29. I accept the submission of Mr. Nolan SC on behalf of the defendant that the Court should take into account the fact that the plaintiff was not successful on the temporary wire issue. However I am not satisfied that any additional witnesses were called as a result of this. Mr. Cripps gave evidence on behalf of the plaintiff on both issues, being the temporary wire issue and the management issue. The fact that he had to be recalled to the witness box, was due to the fact that the defendant's expert had not referred in his medical report to medical literature to which he intended to refer to in his evidence. This only became known to the defendant's counsel after Mr. Cripps had concluded his evidence and had returned to England. This necessitated the provision of a supplemental report from the defendant’s expert and further cross examination by the defendant's counsel of the plaintiff's expert, Mr. Cripps, for which purpose he had to be brought back from the UK. Thus, the reason why he had to give evidence again on Day 3 of the hearing, was entirely due to the defendant's own making.

30. In relation to the submission that there should be no costs in respect of Day 2 of the hearing, which had had to be truncated due to the fact that the plaintiff's nursing expert, Ms. Mudd, had become ill on her way to Manchester airport, it is noteworthy that on that day, evidence was taken from the plaintiff's husband. That evidence, though short, was significant because he gave evidence that his wife had been allowed to ambulate freely about the ward and had accompanied him to the top of the stairs, at a time when she did not have any temporary wire in place. This was significant evidence. In these circumstances, I think it would be unreasonable to disallow the costs of that day.

31. Having regard to the principles of law enunciated in the cases referred to earlier in this judgment, I am not satisfied that the defendant was put to any appreciable additional expense in terms of the number of witnesses called to give evidence, as a result of the plaintiff not being successful on the temporary wire issue. The plaintiff's cardiologist and the surgeon would have had to have given evidence in any event on the management issue. The defendant's expert, Dr. Quigley, gave evidence on both issues. Thus, I am not satisfied that the defendant had to call any additional witnesses to deal solely with the temporary wire issue.

32. In terms of additional time at hearing on the temporary wire issue, I accept the submission on behalf of the defendant that the length of the trial was prolonged to some extent by virtue of the investigation of this aspects of the case. However, I do not agree with the submission made by counsel on behalf of the defendant, that this additional time amounted to four days out of the seven days at hearing. Given that the experts, Mr. Cripps and Dr. Quigley, gave evidence on both issues, it is simply not tenable to suggest that anything like that period of time was spent dealing with the temporary wire issue. However, in order to do justice between the parties, some deduction has to be made from the costs recoverable by the plaintiff to take account of the fact that the hearing was undoubtedly prolonged to some extent by an investigation of the temporary wire issue.

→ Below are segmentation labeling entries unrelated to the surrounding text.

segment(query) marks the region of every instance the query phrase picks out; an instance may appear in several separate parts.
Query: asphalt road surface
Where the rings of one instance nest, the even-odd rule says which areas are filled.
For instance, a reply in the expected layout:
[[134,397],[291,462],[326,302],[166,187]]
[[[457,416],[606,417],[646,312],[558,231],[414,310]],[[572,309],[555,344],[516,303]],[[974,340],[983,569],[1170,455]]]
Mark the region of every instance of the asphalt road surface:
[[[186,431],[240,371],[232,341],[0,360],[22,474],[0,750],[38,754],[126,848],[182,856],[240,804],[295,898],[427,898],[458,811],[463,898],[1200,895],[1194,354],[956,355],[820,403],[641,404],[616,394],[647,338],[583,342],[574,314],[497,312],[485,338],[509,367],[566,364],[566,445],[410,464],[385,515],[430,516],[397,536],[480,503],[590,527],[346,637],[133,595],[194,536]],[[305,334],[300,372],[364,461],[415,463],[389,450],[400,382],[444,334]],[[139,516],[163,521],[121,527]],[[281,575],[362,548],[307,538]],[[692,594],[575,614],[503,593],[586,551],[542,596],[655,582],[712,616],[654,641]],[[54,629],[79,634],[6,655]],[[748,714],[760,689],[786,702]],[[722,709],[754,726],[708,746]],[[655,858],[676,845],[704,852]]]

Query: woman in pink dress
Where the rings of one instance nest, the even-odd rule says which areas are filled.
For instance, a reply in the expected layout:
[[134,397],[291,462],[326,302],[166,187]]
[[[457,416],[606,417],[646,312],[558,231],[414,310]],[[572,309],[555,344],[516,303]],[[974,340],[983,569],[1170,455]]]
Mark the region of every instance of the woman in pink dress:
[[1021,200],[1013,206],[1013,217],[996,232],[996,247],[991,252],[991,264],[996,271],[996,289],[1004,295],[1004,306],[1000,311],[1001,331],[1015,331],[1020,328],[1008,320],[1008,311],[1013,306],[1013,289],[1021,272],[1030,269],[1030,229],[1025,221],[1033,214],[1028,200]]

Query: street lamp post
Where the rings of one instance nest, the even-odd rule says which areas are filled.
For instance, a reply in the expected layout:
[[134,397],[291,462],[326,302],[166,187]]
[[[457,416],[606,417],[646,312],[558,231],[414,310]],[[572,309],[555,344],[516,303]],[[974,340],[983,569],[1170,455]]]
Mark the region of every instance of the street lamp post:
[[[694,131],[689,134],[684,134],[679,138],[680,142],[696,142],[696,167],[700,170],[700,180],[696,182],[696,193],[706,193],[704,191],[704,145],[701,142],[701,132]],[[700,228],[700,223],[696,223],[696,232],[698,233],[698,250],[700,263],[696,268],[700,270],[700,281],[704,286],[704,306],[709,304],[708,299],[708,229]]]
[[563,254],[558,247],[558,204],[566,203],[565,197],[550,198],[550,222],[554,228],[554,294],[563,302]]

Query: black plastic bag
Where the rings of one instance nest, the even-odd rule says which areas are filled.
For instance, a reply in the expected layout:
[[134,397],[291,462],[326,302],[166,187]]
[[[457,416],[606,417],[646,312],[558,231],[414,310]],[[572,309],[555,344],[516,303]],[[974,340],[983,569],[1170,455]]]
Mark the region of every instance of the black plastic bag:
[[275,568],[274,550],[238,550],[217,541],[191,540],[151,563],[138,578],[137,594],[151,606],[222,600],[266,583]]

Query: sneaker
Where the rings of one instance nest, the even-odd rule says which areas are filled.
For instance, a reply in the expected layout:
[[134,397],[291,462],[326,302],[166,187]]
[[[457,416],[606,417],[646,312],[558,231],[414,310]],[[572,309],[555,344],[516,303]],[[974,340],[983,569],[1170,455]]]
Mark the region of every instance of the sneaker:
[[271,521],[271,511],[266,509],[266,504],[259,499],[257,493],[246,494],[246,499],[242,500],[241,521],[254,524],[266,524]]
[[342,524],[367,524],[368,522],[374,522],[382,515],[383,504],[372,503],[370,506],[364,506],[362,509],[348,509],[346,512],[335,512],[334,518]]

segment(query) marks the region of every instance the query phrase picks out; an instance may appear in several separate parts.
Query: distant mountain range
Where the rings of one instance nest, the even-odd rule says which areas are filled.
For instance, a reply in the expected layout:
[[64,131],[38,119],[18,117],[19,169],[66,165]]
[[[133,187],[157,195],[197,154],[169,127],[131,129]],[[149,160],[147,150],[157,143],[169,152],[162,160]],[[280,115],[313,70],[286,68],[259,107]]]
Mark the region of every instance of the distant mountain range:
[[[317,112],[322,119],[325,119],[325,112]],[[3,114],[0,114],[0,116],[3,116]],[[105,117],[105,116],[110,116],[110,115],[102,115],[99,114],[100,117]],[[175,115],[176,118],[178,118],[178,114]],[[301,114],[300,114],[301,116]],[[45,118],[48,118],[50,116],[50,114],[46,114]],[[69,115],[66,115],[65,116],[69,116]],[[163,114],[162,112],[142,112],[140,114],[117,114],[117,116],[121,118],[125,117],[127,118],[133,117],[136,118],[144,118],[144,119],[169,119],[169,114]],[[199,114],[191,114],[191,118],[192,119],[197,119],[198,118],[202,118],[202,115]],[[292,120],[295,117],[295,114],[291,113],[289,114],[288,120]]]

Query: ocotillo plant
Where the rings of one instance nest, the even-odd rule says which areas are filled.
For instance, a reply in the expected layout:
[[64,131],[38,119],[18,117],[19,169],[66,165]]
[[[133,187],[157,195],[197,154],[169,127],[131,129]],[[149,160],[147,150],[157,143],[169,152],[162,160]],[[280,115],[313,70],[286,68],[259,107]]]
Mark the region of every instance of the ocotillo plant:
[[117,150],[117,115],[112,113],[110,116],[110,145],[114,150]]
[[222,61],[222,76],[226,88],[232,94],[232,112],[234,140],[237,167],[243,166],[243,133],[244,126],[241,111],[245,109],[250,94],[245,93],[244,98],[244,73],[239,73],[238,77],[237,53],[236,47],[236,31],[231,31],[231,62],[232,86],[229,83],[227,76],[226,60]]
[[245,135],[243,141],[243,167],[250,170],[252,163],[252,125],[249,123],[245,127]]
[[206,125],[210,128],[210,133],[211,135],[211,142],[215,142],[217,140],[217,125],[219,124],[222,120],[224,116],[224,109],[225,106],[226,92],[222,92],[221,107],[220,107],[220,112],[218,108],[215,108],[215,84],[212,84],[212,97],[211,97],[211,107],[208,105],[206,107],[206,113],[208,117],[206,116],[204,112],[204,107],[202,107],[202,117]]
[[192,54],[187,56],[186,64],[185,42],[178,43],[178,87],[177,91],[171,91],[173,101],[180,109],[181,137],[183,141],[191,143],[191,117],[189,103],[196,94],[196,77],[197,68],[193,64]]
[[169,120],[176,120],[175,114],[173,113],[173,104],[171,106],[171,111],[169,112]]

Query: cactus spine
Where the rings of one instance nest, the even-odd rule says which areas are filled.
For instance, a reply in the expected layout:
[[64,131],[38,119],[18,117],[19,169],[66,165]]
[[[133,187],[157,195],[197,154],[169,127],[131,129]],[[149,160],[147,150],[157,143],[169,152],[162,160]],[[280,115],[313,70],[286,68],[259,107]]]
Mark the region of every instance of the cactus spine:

33. Having regard to the decision of Irvine J. in the Wright case, where the plaintiff failed in three out of four allegations of negligence, and where there was only 20% of the time spent dealing with the issue on which the plaintiff was successful; yet she recovered 65% of her costs, and having regard to the decision in Naylor, where the plaintiff failed on the undue influence point which consisted of 50% of his case; yet he was awarded 75% of his costs, and having regard to the fact that no additional witnesses were necessitated by the temporary wire issue in this case and that the length of the trial was only marginally prolonged by an investigation of that issue, I consider it just that the plaintiff should recover 80% of her costs in this case.